Freiberg/Neckar - Für Günther Würth ist der Markt am Samstag „immer noch Pflicht“, wie er sagt. Würth war lange Zeit Kontaktmann zwischen der Verwaltung und den Markthändlern, hat dafür gesorgt, dass alles reibungslos abläuft und die Stadtverwaltung von Freiberg nichts zu meckern hat. „Der Markt musste in seinen Anfangsjahren wirklich kämpfen“, erzählt der 65-Jährige. Viele Vereine hätten auf den Platz gedrängt, für Feste am Samstag. Würth war selbst lange Händler am Marktplatz in Freiberg, vor allem Obst und Gemüse hat er verkauft. „Wir waren immer die ersten, die am Morgen da waren“, erzählt seine Frau Heidi. 37 Jahre lang waren die beiden Landwirte das Gesicht des Marktes, vor zwei Jahren gingen sie dann in Rente. Das Ehepaar hat damit die Transformation der drei Dörfer Geisingen, Beihingen und Heutingsheim zur heutigen Stadt Freiberg miterlebt – und zwar an jenem Ort, der noch heute für die zusammengewachsene Stadt steht: dem Marktplatz.

Freiberg statt „Heierlesgeierlesbeierlesbach“

Den Markt selbst gibt es seit 1977. „Anfangs war der Zulauf noch nicht groß, einige Händler mussten wieder gehen.“ Erst nach einiger Zeit habe sich der Markt „eingelaufen“. Und je mehr Leute kamen, desto mehr wurde Freiberg auch gefühlt zur Stadt. „Das lebt man hier auch“, findet Heidi Würth. Man gehe ins Zentrum, um Verwandte zu treffen, auch gebe es immer mehr Stammtische von Vereinen, Schulen oder Senioren, die sich in den umliegenden Cafés treffen. Hinzu kommen die Einkaufsmöglichkeiten, die Ärzte, das Hallenbad und, seit 2001, auch das Veranstaltungszentrum Prisma.

„Die Menschen sind auch schon durch das Schulsystem verwachsen“, sagt Heidi Würth. Denn die am Marktplatz liegende, zentrale Oscar-Paret-Schule nimmt als weiterführende Schule die Kinder der drei Grundschulen aus den Ortsteilen auf. Freiberg gilt daher als ein positives Beispiel, wie ein Zusammenschluss kleinerer Orte funktionieren kann – obwohl dem Vorschlag aus der Bevölkerung, die 1972 neu entstandene Stadt fortan „Heierlesgeierlesbeierlesbach“ zu nennen, nicht gefolgt wurde.
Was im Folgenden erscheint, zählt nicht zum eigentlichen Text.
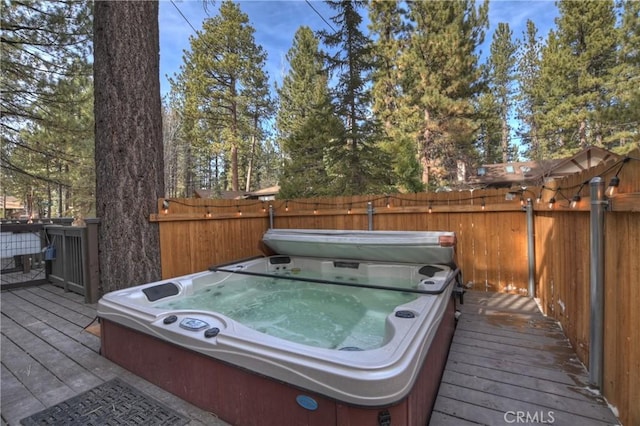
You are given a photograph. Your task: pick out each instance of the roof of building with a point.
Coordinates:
(237, 195)
(535, 172)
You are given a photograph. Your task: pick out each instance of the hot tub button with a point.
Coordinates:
(212, 332)
(193, 324)
(170, 319)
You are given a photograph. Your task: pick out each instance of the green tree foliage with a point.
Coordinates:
(441, 78)
(305, 120)
(576, 65)
(489, 136)
(389, 30)
(529, 98)
(220, 83)
(502, 61)
(45, 108)
(623, 112)
(356, 162)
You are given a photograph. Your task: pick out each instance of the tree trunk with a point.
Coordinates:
(129, 159)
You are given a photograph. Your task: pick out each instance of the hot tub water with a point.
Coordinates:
(326, 316)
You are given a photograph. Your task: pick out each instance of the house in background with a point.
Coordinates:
(264, 194)
(535, 173)
(12, 208)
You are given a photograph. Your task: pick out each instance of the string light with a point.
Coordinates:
(575, 200)
(539, 197)
(615, 181)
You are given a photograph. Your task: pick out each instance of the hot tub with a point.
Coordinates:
(289, 339)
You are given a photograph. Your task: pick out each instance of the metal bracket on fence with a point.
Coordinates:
(370, 213)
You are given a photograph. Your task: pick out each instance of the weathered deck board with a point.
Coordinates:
(48, 357)
(506, 357)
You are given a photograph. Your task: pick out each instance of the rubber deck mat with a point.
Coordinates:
(111, 403)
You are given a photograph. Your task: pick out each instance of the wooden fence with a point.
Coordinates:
(491, 226)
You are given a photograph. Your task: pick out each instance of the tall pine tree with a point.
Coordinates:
(355, 157)
(441, 77)
(501, 77)
(529, 98)
(306, 123)
(219, 81)
(389, 30)
(576, 63)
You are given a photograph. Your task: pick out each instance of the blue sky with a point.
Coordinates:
(276, 22)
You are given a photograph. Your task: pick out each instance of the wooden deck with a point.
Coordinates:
(509, 364)
(48, 357)
(506, 360)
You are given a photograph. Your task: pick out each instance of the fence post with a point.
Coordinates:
(531, 249)
(91, 262)
(598, 206)
(270, 216)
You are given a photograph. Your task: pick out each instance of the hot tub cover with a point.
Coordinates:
(430, 247)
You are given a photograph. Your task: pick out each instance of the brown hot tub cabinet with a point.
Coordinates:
(242, 397)
(248, 377)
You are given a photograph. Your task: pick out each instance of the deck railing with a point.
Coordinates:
(74, 263)
(493, 249)
(56, 252)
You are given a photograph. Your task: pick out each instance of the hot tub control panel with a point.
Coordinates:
(193, 324)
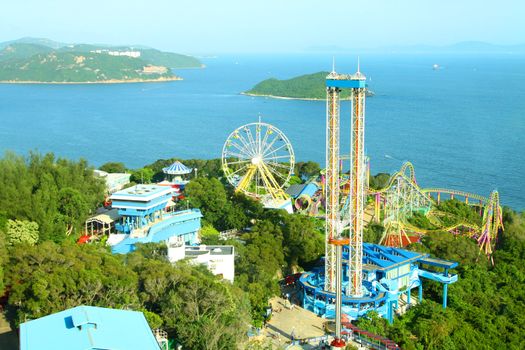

Viel hat sich seitdem nicht verändert.

Als der Markt dann 1977 auf den Platz kam, fand er sich bereits eingerahmt durch das Rathaus, die Oscar-Paret-Schule und die Ladenzeile. Viel habe sich seitdem nicht verändert, findet Günther Würth. Ein paar Geschäfte hätten schließen müssen, ein paar neue seien dazu gekommen – das Übliche eben. Manch ein Markthändler habe auch den Sprung geschafft und einen festen Laden im Ortskern eröffnet. Seine Frau Heidi erinnert sich daran, wie das Ortszentrum mit seinen neuen Modegeschäften und Schuhläden „eine echte Attraktion“ für die frisch gebackenen Freiberger war. Doch die Begeisterung sei schnell verflogen, so dass einige der Geschäfte wieder schließen mussten. „Früher war der Platz vielseitiger“, sagt sie.

Auch heute merkt man, dass es eine künstliche Ortsmitte ist. Ohne Schüler und ohne Markt, sprich in den Sommerferien und vor allem am Mittwochnachmittag, wenn die Läden geschlossen haben, ist der Platz oft wie leer gefegt. Zudem fehlen Grünflächen oder Sitzgelegenheiten, die zum Verweilen einladen. Man geht ins Zentrum, weil man muss, zum Arzt, aufs Amt, zum Edeka, nicht weil man will.

Die Stadt plant jedoch, das Ortszentrum neu zu gestalten. Der Anlass ist der Neubau der Oscar-Paret-Schule. Wie sich ihr Ortskern dann verändern wird, haben sich Günther und Heidi Würth noch nicht so genau angeschaut. „Das ist nicht mehr unsere Zeit“, sagt Günther Würth. Eines ist aber klar: auf den Markt gehen werden die beiden weiterhin. „Der Markt ist unser Zuhause“, sagt Günther Würth.